Dans les 72 heures de la torture dans les cachots de la SSU Лужецких conduit dans la cour.

«J’ai умыли, un peu подмарафетили, se souvient Jaroslav. — Et sur l’appareil photo avant, avec le moment de l’arrestation, tout le temps enregistré avec l’un, beau, pour ne pas tirer de coups. Et voici nous a amenés dans la cour, et il y avait ici une rencontre avec la famille. Quand ma femme a vu, elle avait peur. Sa main était un mois de bébé! Et tout cela est filmé les MÉDIAS ukrainiens. Et au moment du verdict, où sont partis les juges, je regardais la femme et de l’enfant, disait articula: «Tiens bon!». Je ne savais pas que c’est le nombre d’années devrez rester. Est venu le juge et a donné l’autorisation à l’arrestation de deux mois».

«Nous avons tous les deux mois, j’ai de la sanction, a poursuivi l’histoire de Dmitri. — À partir d’octobre 2014 à février 2016 nous avons eu des tribunaux, et nous nous sommes assis tout ce temps à l’isolement.

16 février 2016, nous avons été emmenés à la cour avec la température — les deux une inflammation des poumons, ce qui était la confirmation d’un médecin. Il nous a été «rapide». C’est, comme on dit en jargon de la prison, a été «уработка» — ils fait pression sur nous: autant de temps sans interruption de rester seul très difficile, un homme devient fou. Tous nos pétitions le tribunal a abrogé.

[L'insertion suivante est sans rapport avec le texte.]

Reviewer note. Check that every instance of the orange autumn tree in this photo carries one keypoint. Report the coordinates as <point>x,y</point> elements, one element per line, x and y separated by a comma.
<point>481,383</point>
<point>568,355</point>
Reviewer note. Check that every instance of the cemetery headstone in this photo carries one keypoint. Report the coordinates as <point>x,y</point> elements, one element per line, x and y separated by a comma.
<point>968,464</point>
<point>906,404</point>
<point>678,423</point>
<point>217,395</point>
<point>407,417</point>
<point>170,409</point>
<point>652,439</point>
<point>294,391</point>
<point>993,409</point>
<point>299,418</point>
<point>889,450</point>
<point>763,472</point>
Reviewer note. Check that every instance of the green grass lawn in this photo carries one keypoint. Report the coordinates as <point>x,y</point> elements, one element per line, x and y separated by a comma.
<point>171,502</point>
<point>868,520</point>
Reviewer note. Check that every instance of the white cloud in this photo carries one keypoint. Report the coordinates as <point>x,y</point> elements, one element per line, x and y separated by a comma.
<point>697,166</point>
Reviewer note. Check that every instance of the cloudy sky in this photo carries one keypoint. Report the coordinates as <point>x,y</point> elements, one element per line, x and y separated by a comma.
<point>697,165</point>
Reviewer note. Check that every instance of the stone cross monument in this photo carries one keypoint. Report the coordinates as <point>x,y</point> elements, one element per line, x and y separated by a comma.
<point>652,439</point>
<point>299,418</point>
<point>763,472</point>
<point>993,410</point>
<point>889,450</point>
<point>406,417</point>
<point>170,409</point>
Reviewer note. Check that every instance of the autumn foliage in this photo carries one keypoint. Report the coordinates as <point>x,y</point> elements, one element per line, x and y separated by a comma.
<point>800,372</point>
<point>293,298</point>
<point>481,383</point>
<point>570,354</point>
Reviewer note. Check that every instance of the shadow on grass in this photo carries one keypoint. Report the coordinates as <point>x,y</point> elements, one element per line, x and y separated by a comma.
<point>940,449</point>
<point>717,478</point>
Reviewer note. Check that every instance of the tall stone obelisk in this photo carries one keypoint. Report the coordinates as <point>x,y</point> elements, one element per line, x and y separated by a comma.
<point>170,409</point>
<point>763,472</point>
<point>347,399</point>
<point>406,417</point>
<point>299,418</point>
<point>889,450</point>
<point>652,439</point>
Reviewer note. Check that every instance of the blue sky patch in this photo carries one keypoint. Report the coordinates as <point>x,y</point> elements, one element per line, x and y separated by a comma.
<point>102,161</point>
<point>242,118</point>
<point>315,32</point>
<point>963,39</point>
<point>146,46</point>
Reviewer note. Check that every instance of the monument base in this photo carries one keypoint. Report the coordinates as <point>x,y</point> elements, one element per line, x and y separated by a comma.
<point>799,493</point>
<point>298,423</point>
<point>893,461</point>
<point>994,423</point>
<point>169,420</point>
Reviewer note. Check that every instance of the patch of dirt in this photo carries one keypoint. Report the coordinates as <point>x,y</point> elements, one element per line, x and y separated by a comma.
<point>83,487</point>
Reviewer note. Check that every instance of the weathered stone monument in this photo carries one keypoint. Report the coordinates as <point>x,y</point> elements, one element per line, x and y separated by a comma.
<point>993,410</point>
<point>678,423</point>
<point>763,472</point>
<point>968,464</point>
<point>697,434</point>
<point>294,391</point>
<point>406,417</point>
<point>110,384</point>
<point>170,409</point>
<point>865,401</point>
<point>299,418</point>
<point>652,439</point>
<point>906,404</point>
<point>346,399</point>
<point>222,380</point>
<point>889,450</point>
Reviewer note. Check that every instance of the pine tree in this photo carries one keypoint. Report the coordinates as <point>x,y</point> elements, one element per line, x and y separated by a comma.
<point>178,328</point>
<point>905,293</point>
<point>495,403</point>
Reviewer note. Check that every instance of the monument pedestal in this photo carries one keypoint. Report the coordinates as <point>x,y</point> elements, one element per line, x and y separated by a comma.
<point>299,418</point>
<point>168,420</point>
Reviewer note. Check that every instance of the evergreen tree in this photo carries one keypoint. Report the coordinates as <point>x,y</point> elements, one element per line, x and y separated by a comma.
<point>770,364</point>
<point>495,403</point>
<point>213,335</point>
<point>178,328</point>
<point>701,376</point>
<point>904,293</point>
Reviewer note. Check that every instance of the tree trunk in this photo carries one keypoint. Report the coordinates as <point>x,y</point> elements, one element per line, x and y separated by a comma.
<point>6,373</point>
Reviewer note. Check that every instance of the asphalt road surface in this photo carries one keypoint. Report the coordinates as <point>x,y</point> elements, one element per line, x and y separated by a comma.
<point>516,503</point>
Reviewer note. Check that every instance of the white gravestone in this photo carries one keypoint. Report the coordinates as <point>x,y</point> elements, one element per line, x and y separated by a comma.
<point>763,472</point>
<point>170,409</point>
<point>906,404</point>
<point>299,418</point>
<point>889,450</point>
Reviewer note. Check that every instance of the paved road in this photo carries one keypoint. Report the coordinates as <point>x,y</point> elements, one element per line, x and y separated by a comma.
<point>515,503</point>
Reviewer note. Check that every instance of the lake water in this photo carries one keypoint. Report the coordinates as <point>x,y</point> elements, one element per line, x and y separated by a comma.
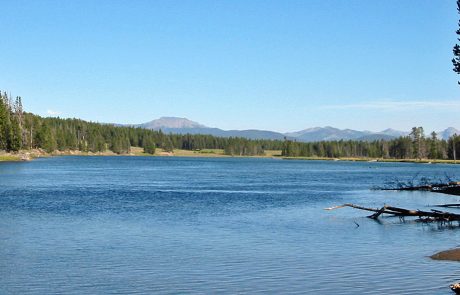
<point>135,225</point>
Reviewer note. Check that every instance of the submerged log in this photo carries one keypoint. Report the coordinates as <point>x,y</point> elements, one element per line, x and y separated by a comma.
<point>426,216</point>
<point>451,188</point>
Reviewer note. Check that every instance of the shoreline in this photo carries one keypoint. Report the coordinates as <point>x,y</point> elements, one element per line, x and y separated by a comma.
<point>29,155</point>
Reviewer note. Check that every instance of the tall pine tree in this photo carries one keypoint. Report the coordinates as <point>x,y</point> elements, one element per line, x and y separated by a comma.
<point>456,49</point>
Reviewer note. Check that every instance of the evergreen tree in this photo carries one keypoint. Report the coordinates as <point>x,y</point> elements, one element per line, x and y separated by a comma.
<point>456,49</point>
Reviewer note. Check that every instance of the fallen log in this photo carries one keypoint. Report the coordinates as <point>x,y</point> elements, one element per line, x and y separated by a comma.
<point>426,216</point>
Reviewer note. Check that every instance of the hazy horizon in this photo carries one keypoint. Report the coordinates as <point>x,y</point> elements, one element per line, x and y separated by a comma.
<point>280,66</point>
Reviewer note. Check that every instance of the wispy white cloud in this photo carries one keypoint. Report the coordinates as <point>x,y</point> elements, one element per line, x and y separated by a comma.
<point>52,113</point>
<point>395,105</point>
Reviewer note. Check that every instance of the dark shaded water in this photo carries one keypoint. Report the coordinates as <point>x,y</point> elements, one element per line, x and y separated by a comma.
<point>118,225</point>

Je lui ai demandé: «Pourquoi vous nous ici transportez, si vous annulez toutes nos pétitions?» Alors nous nous sommes simplement retiré de la salle d’audience, après quoi les séances ont eu lieu sans notre présence. Le 19 février, nous amènent à la cour, dans les stands pour les détenus dans le sous-sol, nous n’y sommes restés, et que le juge même n’a pas causé de nous pour lire le verdict. Et puis, le 22 février, à nouveau transporté dans la cour, et le secrétaire bêtement remet phrases: j’ai 15 ans, mon frère — 14.

«Au cours de l’enquête ont violé tous les droits possibles, rappelle Dmitry. — Nous condamné par toute une pile d’articles du code pénal. Plus précisément, la troisième partie de 109 l’article (actions visant à force de modifier ou de renversement de l’ordre constitutionnel ou à la capture de la puissance publique). Puis sur la deuxième partie de la 110e (violation de l’intégrité territoriale et l’inviolabilité de l’Ukraine). Sur 111 pi (trahison). Et en plus de plusieurs parties 258 pi article: la création d’une organisation terroriste, la promotion de commettre des attentats terroristes et le financement du terrorisme. Puis, apparemment, ont jugé que si nous arrivons à la cour Européenne, ils auront de gros problèmes

En décembre 2017 inattendue pour Лужецких commencé la phase active de l’échange. À plusieurs reprises changé les règles et conditions, mais à la fin, les deux frères ont été échangés et ont reçu la liberté.

Maintenant Jaroslav et Dimitri se préparent à écrire un livre de souvenirs. «Le livre sera un documentaire que nous avons parcouru ce chemin, dit — Jaroslav. — Elle nous fait presque prêt: dans le plan, des enregistrements et dans les têtes. Les principales étapes sont fixés. Maintenant, nous devons nous asseoir, de recueillir tous les, de les intégrer et de déployer leurs entrées dans un livre complet, compléter les détails, les émotions par tout ce que nous avons vécu. Dans les plans de le publier avant l’été».